Lewis' reaction is a blow to Democrats who in recent years have tried to pull young Cubans in Florida away from the Republican Party, the political home of many of their parents and grandparents. The next generation is less focused on the past and open to change, Democrats argued, as President Barack Obama embraced engagement with Cuba and in 2014 declared he would "bury the last remnant of the Cold War."
But Bass' comments provide fresh evidence to the contrary. While polling shows young Cubans in Florida open to new policies, they also remain skeptical of the Cuban government and, experts note, wary of politicians who aren't. Even for some young Cubans, the congresswoman's remarks are troubling — and a reminder that Castro still stirs strong passions.
“Say it ain’t so, Joe,” said one poster on a Facebook community called “Cubanos Con Biden," a 6,000-member group partially run by the Biden campaign.
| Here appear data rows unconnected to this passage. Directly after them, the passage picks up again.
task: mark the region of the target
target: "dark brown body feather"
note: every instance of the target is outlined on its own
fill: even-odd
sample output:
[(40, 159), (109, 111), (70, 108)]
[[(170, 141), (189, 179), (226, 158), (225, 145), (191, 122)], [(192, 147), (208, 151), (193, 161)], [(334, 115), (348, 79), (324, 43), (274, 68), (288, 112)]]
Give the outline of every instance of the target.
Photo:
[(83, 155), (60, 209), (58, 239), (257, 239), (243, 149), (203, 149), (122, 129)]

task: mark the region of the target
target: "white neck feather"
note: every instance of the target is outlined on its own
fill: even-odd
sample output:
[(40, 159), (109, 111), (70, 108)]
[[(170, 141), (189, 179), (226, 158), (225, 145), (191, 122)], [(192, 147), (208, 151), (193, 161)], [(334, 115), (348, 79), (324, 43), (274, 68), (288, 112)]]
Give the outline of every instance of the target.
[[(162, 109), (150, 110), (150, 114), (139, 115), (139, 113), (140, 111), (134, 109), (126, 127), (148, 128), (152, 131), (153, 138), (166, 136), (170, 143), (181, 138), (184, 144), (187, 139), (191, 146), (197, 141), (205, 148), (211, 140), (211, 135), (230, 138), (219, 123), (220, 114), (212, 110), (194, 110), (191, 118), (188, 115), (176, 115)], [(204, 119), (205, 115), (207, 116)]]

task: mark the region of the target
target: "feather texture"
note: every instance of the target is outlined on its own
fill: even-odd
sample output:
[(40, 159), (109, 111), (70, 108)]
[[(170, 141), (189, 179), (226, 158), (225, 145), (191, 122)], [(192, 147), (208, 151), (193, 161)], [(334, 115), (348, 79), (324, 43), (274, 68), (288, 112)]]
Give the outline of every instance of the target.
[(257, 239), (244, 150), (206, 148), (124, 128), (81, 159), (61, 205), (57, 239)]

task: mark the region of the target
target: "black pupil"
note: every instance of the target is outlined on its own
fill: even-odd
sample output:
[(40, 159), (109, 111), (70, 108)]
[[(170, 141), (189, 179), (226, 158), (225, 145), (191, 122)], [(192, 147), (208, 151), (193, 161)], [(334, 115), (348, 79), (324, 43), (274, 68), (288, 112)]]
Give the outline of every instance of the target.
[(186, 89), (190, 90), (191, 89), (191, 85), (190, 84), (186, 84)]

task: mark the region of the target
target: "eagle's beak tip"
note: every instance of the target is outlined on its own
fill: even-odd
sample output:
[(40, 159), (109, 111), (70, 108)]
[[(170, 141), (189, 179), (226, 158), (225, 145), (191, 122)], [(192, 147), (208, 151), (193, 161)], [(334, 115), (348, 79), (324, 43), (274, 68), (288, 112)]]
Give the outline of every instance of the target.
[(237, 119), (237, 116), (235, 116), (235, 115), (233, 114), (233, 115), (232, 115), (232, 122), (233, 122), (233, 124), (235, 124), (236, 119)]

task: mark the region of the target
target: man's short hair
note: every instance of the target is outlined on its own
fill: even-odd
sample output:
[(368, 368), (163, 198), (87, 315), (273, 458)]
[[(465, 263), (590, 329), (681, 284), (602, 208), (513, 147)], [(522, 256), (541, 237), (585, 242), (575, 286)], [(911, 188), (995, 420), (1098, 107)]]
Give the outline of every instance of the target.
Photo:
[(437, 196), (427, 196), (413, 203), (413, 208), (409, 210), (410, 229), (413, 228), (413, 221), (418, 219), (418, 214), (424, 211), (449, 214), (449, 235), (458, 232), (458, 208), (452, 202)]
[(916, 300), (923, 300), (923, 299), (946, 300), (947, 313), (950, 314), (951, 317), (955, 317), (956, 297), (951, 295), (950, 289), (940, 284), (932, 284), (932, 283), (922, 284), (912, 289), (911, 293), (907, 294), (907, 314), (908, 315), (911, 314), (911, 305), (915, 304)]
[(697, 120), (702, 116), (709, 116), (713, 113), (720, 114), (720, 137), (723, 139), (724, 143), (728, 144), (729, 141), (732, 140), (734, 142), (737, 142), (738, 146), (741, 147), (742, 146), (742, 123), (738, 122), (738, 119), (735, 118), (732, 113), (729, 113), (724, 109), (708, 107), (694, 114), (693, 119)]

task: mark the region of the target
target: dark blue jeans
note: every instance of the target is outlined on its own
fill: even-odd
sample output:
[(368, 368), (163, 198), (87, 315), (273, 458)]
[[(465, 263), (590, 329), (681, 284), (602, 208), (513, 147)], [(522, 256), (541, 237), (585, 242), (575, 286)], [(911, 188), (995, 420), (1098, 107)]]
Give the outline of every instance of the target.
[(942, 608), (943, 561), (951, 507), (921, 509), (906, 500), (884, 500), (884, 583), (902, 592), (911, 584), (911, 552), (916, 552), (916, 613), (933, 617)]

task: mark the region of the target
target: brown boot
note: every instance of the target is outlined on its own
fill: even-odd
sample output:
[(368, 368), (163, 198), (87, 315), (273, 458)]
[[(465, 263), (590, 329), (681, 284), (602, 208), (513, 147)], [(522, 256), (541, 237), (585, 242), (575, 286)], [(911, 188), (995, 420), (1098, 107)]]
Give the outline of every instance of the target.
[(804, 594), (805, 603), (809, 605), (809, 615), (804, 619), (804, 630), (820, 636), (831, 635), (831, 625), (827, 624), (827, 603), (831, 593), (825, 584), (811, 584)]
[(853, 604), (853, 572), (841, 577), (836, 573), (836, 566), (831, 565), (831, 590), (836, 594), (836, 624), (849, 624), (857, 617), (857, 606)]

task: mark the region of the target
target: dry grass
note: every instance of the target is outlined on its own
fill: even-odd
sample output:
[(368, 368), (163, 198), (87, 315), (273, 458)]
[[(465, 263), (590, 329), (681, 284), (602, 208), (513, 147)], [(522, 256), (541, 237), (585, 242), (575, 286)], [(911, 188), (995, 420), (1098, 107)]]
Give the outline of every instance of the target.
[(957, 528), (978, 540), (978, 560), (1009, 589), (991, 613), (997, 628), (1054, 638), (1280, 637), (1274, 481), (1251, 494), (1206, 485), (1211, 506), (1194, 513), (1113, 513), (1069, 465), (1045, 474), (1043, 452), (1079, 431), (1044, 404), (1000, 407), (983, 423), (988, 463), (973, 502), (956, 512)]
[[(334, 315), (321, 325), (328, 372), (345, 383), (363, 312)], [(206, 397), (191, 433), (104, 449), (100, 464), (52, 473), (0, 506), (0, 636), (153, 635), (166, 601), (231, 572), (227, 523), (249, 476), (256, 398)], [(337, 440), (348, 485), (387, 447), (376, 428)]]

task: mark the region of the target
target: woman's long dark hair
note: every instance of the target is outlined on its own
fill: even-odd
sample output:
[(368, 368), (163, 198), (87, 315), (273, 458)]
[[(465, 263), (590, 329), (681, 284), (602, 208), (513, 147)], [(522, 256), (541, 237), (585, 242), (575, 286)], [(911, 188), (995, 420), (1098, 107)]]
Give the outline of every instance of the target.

It has been dominated by discussion about Bass in recent days.
Hispanics account for one-fourth of the population of Florida, a critical presidential battleground, and 1 in every 5 of its 13.8 million voters. The Pew Research Center estimates that nearly a third of Florida’s Hispanic voters have roots in Cuba.
Republicans have long dominated with those voters, in part by taking a hard line on maintaining the embargo meant to isolate the island and its now-deceased leader. But shifting views on the embargo have given Democrats hope.